I have found my daily walks to also be conducive to community- building

That's one thing I think about a lot - cars are more like little enclosed private spaces, and there are whole cities of people moving around in proximity, but neither seeing nor being seen by each other. When we walk (or bicycle), we are out in the world and part of it, and at least seen by our neighbors. So many times I've had conversations with people I don't even know, but in a friendly way, beginning with something like "I always see you walking with your kids" or "I know you - I see you on the bike trail a lot - I wish I could do that"...

Something as simple as just going outside and being seen builds community.

Very true. I expect community building to remain difficult as long as so many people are still using their cars as a primary method of relating to the environment.

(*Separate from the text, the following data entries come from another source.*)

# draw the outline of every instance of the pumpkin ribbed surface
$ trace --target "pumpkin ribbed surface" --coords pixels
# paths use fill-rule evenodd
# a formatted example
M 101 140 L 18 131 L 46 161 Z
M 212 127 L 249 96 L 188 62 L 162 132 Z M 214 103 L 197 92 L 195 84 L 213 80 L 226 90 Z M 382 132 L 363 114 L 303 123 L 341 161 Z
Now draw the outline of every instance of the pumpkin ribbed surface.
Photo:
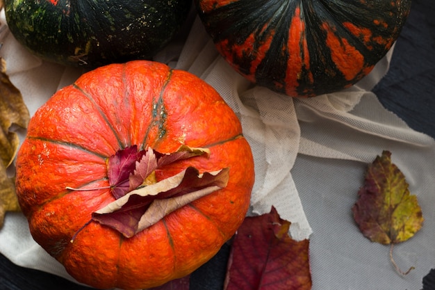
M 108 158 L 132 145 L 163 153 L 181 145 L 208 148 L 208 156 L 156 170 L 157 179 L 188 166 L 229 168 L 228 184 L 131 238 L 87 224 L 115 199 L 104 188 Z M 211 86 L 137 61 L 89 72 L 40 107 L 18 153 L 16 180 L 32 236 L 73 277 L 97 288 L 134 289 L 188 274 L 217 252 L 246 214 L 254 164 L 238 119 Z
M 411 0 L 195 0 L 227 61 L 293 97 L 349 87 L 390 49 Z
M 8 25 L 47 61 L 95 68 L 150 59 L 186 21 L 190 0 L 6 0 Z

Perhaps it will take shockingly high gasoline to jolt people out of this paradigm which says, "How can I move w/o a car? How can I be safe and warm and dry w/o a car? How do I express who I am w/o a car" Sometimes they only meet their neighbors if there is an emergency out there. Will this emergency bring people out to converse or to confront?

The conversations you describe are nigh impossible to have from inside the metal cocoon. And yet soon this luxury may be ill affordable for many so accustomed. I wonder if they will just hold up inside their homes instead? Probably many will but some will come back outside. It does not cost much and how the hell else are we going to have that talk we have all been needing.

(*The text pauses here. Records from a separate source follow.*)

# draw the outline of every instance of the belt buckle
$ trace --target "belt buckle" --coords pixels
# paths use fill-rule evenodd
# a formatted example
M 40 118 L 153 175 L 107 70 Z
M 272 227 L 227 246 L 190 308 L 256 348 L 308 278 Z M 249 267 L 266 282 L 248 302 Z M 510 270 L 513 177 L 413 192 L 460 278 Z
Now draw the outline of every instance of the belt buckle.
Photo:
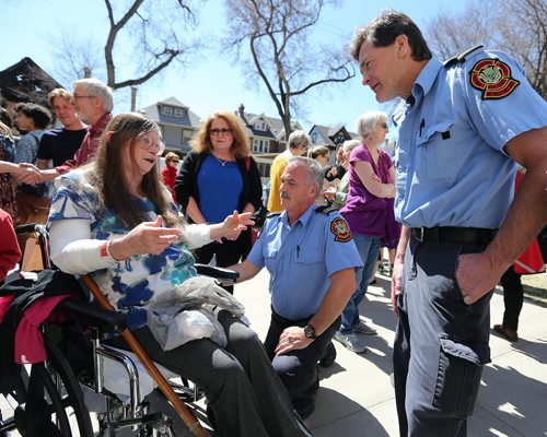
M 418 241 L 423 243 L 423 227 L 415 228 L 415 236 Z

I will agree with the need for a hiking staff. Back in 2007, my husband and I went hiking wearing backpacks in a State Park but without staffs. We were about three miles away from the car, when I fell and broke my wrist, after tripping over a root and losing my balance. My husband and I first had to first walk back to the car. Then he drove me to the nearest emergency room, which was 20 miles away. I typed a lot of posts with one hand for a while after that.

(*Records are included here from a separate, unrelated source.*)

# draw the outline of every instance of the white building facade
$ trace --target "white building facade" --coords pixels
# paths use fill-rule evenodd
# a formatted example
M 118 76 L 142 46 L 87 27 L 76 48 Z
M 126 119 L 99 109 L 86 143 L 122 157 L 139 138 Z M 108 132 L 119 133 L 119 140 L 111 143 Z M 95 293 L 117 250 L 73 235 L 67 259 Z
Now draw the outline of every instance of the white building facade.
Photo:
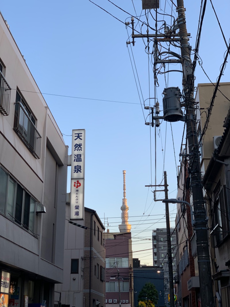
M 68 148 L 1 14 L 0 36 L 1 297 L 6 307 L 51 307 L 62 282 Z

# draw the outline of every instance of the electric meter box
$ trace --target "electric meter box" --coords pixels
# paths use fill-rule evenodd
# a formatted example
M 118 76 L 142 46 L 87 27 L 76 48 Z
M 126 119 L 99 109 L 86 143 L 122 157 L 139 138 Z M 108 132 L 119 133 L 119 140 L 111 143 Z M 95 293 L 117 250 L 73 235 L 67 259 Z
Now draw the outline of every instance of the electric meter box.
M 159 9 L 159 0 L 142 0 L 142 10 Z
M 181 110 L 181 93 L 179 87 L 165 88 L 163 94 L 163 109 L 165 120 L 167 122 L 183 121 Z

Now I use a staff, and haven't fallen down since (knock on wood)!

I do a fair amount of "transportation walking" (enough to exhaust EU visitors), going to the stores, restaurants, French Quarter Fest (streetcar + Walking) this weekend and relatively little exploration walking and virtually no recreational walking on a set route (a la Darwin above).

Still I find it invigorating mentally and physically. The planted landscape, the built environment and even the weeds are all equally engaging. I welcome the social interactions as part and parcel of my walking and would actively avoid isolated walks in nature alone (quite frankly, these bore me). I simply prefer my urban landscape (mainly in the Lower Garden District, also French Quarter and several other neighborhoods) to possible alternatives.

I think that I display enough mental vitality and this sort of walking suits me.

Different Strokes for Different Folks,


I think walks are fine, but not as a substitute for action. I think preps are more satisfying than walks. The more I do preps the more cognizant I am of the glacial pace of individual action. Preps are like building the great wall of china brick by brick with only one person. We live in a world that offers instant gratification in all things and preps are the antithesis to this. Preps are things that one can really be proud of because of the huge time investment. And since preps are never truly done, it always gives you a goal to work on in the future.

I am unable to walk/exercise most of the time unless I have something to listen to. Something musically upbeat, or something funny and casual. Comedy routines are great, I recommend George Carlin, and Marc Maron's WTF podcast.

Considering that most humans throughout our evolutionary history transported themselves exclusively (or nearly so) through walking, we should keep in mind that walking connects us to something deeply natural for us, I might even use the word blessed. A day when I spend no time in a car or other fossil-fuel burning machine is a day I consider blessed.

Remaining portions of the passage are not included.